Twitch Plays With Your Head: Daylight's Streaming Screams

Scare the daylights out of your friends

Daylight, despite its balmy, flower-scented hug of a name, is meant to be scary. Wicked scary. If you have pants, they will be scared off your person. Your pants will leave you to die. It's a fascinating experiment, too, because many of the game's levels and scares are procedurally generated, hopefully leading to high replayability in a genre that typically goes cold after you've figured out where all the boogiemen live. But that, apparently, is only the beginning. Developer Zombie Studios has introduced a new wrinkle: the ability for Twitch users to enter commands into chat ala Twitch Plays Pokemon and produce spine-chilling, flesh-rattling effects. Like kitties meowing! Seriously. Details and release info below.

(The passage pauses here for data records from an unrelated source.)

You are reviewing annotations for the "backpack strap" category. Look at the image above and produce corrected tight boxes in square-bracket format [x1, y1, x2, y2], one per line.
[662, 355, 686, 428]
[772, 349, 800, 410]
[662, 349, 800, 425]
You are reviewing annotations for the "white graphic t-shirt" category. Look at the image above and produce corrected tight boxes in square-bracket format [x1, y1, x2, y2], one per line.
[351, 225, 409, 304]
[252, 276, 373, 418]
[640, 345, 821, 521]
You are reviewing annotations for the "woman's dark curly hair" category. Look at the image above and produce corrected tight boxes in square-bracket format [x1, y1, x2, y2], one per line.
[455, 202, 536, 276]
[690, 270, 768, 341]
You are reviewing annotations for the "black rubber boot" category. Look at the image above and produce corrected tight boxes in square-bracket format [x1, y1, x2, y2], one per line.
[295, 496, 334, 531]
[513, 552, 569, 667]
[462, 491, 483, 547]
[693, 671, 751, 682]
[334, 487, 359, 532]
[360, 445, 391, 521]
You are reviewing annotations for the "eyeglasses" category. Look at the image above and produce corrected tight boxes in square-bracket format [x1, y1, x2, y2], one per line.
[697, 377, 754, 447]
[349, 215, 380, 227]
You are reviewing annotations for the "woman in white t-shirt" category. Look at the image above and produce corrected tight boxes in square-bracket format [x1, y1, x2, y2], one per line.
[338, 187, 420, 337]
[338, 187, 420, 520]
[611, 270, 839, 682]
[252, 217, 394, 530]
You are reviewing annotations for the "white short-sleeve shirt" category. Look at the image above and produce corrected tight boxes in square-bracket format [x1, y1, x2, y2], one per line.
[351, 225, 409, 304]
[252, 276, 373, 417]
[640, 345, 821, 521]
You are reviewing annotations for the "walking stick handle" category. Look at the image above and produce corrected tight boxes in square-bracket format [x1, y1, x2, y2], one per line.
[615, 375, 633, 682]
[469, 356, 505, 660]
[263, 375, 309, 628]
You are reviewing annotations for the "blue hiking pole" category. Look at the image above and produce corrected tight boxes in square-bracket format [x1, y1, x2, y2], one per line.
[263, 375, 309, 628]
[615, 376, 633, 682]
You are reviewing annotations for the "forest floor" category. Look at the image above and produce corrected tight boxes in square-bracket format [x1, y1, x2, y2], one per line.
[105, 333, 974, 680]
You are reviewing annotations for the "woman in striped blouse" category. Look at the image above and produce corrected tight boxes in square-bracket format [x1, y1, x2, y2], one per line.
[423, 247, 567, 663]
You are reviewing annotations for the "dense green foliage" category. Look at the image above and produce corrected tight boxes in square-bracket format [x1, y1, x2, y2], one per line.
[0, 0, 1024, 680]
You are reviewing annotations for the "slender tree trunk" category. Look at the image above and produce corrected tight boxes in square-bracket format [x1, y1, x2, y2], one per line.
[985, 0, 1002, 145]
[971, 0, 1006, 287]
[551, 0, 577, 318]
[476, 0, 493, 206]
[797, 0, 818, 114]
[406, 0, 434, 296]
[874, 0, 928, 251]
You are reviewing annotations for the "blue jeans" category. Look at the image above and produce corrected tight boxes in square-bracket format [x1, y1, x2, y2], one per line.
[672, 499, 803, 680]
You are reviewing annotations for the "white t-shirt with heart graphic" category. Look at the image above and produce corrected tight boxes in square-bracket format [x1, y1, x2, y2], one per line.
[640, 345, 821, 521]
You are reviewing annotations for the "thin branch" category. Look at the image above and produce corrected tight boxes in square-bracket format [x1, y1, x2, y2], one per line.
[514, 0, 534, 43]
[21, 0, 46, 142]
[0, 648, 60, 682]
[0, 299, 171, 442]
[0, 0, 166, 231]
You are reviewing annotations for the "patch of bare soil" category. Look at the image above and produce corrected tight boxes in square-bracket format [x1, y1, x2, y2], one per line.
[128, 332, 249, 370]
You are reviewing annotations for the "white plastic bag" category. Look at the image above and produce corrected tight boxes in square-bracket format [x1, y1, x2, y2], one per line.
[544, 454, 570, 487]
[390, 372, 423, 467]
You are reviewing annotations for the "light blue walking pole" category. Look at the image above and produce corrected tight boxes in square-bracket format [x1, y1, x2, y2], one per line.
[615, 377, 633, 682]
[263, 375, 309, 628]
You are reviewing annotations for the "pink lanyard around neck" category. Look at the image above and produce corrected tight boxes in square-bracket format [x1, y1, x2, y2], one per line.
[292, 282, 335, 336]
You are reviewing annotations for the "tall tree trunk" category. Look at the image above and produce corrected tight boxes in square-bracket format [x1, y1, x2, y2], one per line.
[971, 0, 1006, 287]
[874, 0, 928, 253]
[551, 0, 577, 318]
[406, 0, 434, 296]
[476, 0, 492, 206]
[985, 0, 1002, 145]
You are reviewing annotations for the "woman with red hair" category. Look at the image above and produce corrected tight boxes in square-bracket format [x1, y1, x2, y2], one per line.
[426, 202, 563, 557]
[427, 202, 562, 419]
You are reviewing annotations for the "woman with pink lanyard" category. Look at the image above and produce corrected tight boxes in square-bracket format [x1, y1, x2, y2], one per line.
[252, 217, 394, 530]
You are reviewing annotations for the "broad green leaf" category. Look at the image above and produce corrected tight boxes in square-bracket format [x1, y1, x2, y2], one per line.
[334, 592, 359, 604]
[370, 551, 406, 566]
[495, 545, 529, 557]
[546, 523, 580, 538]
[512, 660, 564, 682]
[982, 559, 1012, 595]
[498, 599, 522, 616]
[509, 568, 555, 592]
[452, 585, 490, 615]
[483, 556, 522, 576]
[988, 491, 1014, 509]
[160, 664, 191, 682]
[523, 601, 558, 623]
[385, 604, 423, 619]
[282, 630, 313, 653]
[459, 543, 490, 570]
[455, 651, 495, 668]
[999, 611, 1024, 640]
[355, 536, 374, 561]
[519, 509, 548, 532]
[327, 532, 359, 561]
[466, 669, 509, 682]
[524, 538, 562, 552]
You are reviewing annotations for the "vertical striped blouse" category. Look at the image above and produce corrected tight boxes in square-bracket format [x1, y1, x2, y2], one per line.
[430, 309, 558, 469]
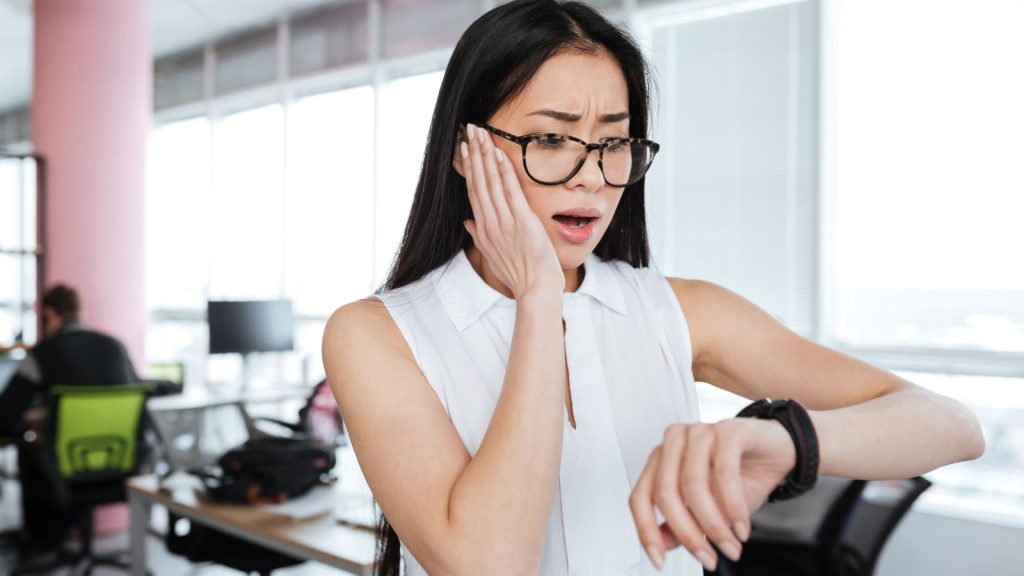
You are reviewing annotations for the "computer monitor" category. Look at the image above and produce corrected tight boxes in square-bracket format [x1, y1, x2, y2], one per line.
[207, 300, 294, 355]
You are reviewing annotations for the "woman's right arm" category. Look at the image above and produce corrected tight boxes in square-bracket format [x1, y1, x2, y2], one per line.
[324, 293, 565, 574]
[324, 125, 566, 574]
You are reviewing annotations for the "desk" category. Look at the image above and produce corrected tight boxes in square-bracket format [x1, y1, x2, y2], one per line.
[128, 475, 376, 576]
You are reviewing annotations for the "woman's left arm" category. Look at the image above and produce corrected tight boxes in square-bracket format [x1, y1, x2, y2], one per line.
[630, 278, 985, 571]
[670, 279, 985, 480]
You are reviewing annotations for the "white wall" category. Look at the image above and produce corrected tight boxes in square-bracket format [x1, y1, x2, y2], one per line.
[876, 510, 1024, 576]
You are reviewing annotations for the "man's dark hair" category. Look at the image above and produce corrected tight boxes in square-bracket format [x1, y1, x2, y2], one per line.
[43, 284, 80, 322]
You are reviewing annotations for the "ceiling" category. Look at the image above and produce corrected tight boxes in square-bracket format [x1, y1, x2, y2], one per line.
[0, 0, 348, 112]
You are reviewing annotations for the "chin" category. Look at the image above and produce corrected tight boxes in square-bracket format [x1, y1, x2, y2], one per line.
[555, 244, 597, 270]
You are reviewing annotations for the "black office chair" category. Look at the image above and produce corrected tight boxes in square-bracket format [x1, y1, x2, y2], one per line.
[14, 384, 151, 574]
[706, 477, 931, 576]
[252, 379, 345, 446]
[150, 402, 305, 576]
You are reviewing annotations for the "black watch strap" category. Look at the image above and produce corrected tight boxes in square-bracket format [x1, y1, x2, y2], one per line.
[736, 399, 819, 502]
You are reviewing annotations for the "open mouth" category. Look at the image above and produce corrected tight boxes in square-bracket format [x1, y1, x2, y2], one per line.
[553, 214, 597, 228]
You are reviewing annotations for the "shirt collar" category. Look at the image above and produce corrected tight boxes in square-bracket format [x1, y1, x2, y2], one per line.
[434, 249, 627, 332]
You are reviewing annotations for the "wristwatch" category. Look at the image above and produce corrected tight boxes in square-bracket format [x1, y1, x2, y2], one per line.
[736, 398, 819, 502]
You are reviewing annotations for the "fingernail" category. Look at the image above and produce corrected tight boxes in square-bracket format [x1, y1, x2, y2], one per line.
[647, 544, 665, 570]
[732, 522, 751, 542]
[693, 550, 716, 572]
[718, 541, 739, 562]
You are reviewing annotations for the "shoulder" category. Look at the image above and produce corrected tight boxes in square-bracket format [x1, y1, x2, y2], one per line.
[323, 297, 412, 361]
[666, 277, 753, 375]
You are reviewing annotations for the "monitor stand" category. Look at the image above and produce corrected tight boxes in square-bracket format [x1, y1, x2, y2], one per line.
[240, 352, 252, 396]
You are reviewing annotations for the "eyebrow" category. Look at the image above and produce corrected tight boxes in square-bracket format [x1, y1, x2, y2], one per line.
[526, 108, 630, 123]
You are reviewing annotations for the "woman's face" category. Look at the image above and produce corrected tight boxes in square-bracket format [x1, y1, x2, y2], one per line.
[488, 51, 630, 270]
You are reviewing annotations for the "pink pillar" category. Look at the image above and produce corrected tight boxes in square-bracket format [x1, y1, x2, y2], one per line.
[32, 0, 153, 364]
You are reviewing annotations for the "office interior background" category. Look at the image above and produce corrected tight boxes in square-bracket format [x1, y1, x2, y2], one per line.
[0, 0, 1024, 576]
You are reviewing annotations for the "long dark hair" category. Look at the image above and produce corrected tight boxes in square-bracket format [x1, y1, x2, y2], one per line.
[377, 0, 650, 576]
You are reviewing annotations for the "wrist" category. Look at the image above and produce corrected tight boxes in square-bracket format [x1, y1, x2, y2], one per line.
[515, 289, 562, 309]
[736, 399, 820, 502]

Daylight is now set to launch on April 8th for $14.99/£11.99, and it'll take place in and around an asylum, which is something no horror anything has ever done before. You've got your spooky rooms, spooky forests, spooky prisons, and spooky things of which we can't even conceive (largely because Zombie hasn't told us about them yet).

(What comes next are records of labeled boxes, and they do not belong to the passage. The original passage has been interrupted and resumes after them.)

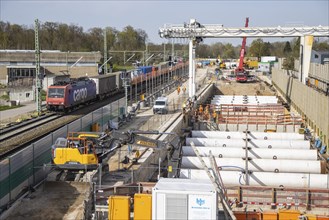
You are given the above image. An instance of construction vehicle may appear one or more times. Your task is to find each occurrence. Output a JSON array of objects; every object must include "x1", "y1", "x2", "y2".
[
  {"x1": 52, "y1": 131, "x2": 174, "y2": 171},
  {"x1": 217, "y1": 55, "x2": 226, "y2": 69},
  {"x1": 234, "y1": 18, "x2": 249, "y2": 82}
]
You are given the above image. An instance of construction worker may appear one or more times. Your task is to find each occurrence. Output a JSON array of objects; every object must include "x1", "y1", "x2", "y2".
[
  {"x1": 199, "y1": 105, "x2": 203, "y2": 115},
  {"x1": 135, "y1": 150, "x2": 140, "y2": 160},
  {"x1": 212, "y1": 109, "x2": 217, "y2": 123},
  {"x1": 177, "y1": 86, "x2": 180, "y2": 95}
]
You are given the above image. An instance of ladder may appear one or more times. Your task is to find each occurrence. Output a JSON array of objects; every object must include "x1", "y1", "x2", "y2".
[{"x1": 191, "y1": 142, "x2": 236, "y2": 220}]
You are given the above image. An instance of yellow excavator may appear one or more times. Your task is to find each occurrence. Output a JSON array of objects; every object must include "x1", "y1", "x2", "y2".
[{"x1": 52, "y1": 130, "x2": 174, "y2": 171}]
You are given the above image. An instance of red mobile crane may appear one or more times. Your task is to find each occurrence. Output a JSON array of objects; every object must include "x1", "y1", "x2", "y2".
[{"x1": 235, "y1": 18, "x2": 249, "y2": 82}]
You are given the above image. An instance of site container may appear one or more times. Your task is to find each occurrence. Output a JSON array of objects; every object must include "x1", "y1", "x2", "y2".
[
  {"x1": 108, "y1": 196, "x2": 130, "y2": 220},
  {"x1": 279, "y1": 210, "x2": 300, "y2": 220},
  {"x1": 303, "y1": 214, "x2": 316, "y2": 220},
  {"x1": 233, "y1": 211, "x2": 261, "y2": 220},
  {"x1": 134, "y1": 193, "x2": 152, "y2": 220},
  {"x1": 152, "y1": 178, "x2": 218, "y2": 219},
  {"x1": 262, "y1": 212, "x2": 278, "y2": 220}
]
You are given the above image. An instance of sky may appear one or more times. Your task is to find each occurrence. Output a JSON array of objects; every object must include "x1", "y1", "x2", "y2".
[{"x1": 0, "y1": 0, "x2": 329, "y2": 45}]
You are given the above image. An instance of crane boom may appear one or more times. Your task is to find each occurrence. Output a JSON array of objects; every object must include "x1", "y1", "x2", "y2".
[
  {"x1": 235, "y1": 17, "x2": 249, "y2": 82},
  {"x1": 238, "y1": 18, "x2": 249, "y2": 70}
]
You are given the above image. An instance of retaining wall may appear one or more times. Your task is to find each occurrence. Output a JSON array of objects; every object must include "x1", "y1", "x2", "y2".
[{"x1": 272, "y1": 69, "x2": 329, "y2": 147}]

Snark aside, I'm absolutely willing to overlook a trite setting if Daylight delivers on randomization and stream-powered scares. There are some (much-needed) limits, though. As publisher Atlus told Eurogamer, "[The Twitch keywords] are all on timers, so you can't spam them. That would be ridiculous." This part sounds rather promising too: "We're not going to tell you the list of words. You're going to have to find them through experimentation."

Given that horror has gained an especially big following on places like YouTube and Twitch, all of this makes a lot of sense. Oh, and Daylight was built with Oculus Rift support in mind on top of all that, so it's certainly one of the more forward-thinking horror games to spring out of gaming's conspicuously oozing closet in quite some time.

I hope it comes together in a suitably scary fashion. All these untested moving parts could easily collapse into abject purposelessness, but we'll just have to wait and see. Me, though, I'm prepared for anything. I've got a warm bowl of milk and enough catnip to fell a pack of enraged lionesses. Let's do this.